Sur le contrat d’assurance
La société LOFT ONE n’ayant pas respecté les clauses du contrat la liant à son assureur et notamment les différentes étapes décrites très précisément dans le document joint à ce contrat, elle ne peut réclamer une quelconque indemnité d’assurance puisqu’elle a commis une faute en ne respectant pas les conditions du contrat ni les délais.
En conséquence, la société LOFT ONE sera déboutée de ses demandes à l’encontre de la SA AB ASSURANCES.
Sur les demandes accessoires
Aux termes de l’article 696 du code de procédure civile, la partie perdante est condamnée aux dépens, à moins que le juge, par décision motivée, n’en mette la totalité ou une fraction à la charge d’une autre partie.
La SAS LOFT ONE, qui succombe à l’instance, sera condamnée aux entiers dépens, dont distraction au profit des Conseils qui en ont fait la demande.

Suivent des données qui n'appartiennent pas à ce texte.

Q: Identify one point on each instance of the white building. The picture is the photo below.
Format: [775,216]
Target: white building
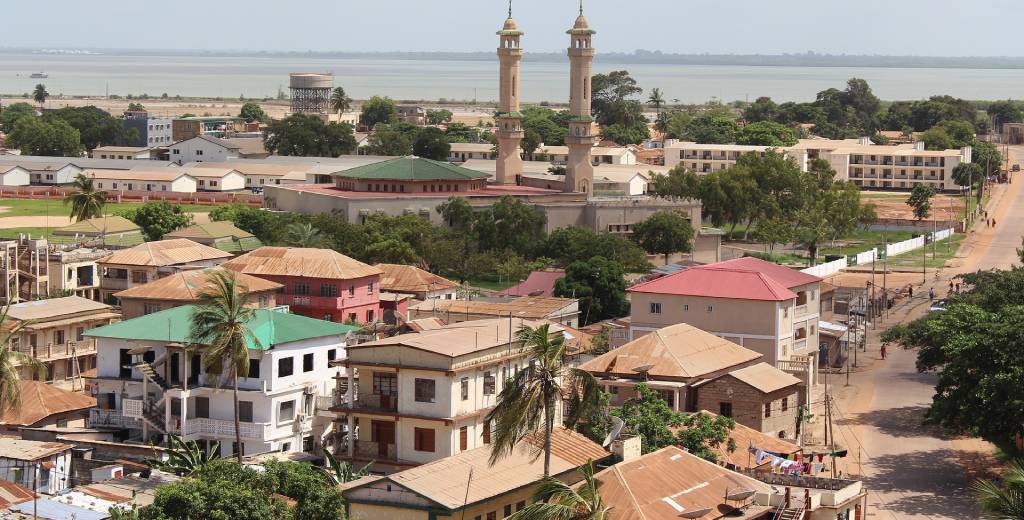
[151,384]
[204,148]
[423,396]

Aux termes de l’article 700 du code de procédure civile, le juge condamne la partie tenue aux dépens ou qui perd son procès à payer à l’autre partie la somme qu’il détermine, au titre des frais exposés et non compris dans les dépens. Dans tous les cas, le juge tient compte de l’équité ou de la situation économique de la partie condamnée. Il peut, même d’office, pour des raisons tirées des mêmes considérations, dire qu’il n’y a pas lieu à ces condamnations.

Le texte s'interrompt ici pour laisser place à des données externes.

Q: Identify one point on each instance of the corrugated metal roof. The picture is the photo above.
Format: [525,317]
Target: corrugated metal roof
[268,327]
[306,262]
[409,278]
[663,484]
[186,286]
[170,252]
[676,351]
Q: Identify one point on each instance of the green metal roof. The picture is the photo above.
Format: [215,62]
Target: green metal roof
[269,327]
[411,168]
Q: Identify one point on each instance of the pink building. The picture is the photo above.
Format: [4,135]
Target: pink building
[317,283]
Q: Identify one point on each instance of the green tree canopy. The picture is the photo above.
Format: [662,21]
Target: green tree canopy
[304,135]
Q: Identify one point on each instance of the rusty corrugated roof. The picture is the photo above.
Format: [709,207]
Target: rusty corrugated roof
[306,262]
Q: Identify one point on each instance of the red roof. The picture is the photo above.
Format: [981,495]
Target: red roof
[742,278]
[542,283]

La SAS LOFT ONE, condamnée aux dépens, devra verser à Monsieur Y une somme qu’il est équitable de fixer à 2.500 euros et à la SA AB ASSURANCES la somme de 2.000 euros. Sa demande à ce titre sera rejetée.

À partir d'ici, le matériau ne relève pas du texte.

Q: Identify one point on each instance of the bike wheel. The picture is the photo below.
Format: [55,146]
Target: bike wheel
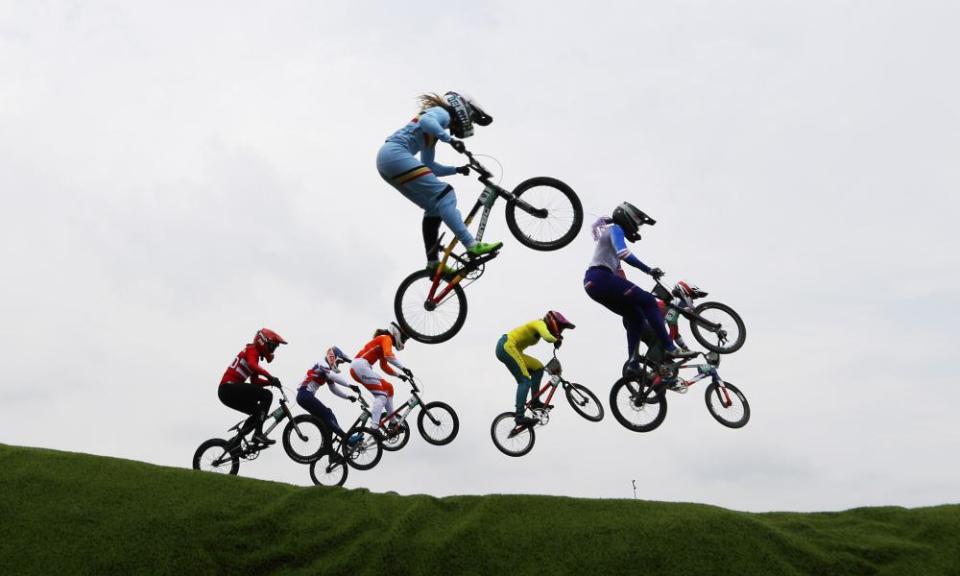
[557,226]
[395,441]
[329,470]
[584,402]
[309,443]
[721,340]
[423,320]
[636,406]
[731,409]
[215,456]
[438,423]
[509,438]
[366,450]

Aux termes de l’article 515 du code de procédure civile, hors les cas où elle est de droit, l’exécution provisoire peut être ordonnée, à la demande des parties ou d’office, chaque fois que le juge l’estime nécessaire et compatible avec la nature de l’affaire, à condition qu’elle ne soit pas interdite par la loi.
Eu égard à l’ancienneté du litige, l’exécution provisoire, compatible avec la nature de l’affaire de l’affaire, sera ordonnée.
PAR CES MOTIFS
Le Tribunal, statuant par jugement contradictoire, en premier ressort et publiquement par mise à disposition au greffe:
CONSTATE que la SAS LOFT ONE a commis une faute en ne préservant pas les intérêts de son mandant, Monsieur Y;
CONDAMNE la SAS LOFT ONE à payer à Monsieur Y les sommes de :
-9.492,74 euros au titre de sa perte locative;
-1.128,51 euros TTC au titre des travaux de remise en état;
AC -9-
-1.669,96 euros correspondant aux frais engagés par Monsieur Y;
-2.000 euros au titre de son préjudice moral;
DÉBOUTE Monsieur Y du surplus de ses demandes indemnitaires;
CONSTATE que les garanties de la SA AB ASSURANCES ne peuvent être recherchées et en conséquence REJETTE l’ensemble des demandes à son encontre;
CONDAMNE la SAS LOFT ONE à verser au titre de l’article 700 du code de procédure civile:
-2.500 euros à Monsieur Y;
-2.000 euros à la SA AB ASSURANCES;
REJETTE les autres demandes des parties;
CONDAMNE la SAS LOFT ONE aux dépens dont distraction au profit de Me MAURIAC-LAPALISSE pour Monsieur Y;
ORDONNE l’exécution provisoire de la présente décision.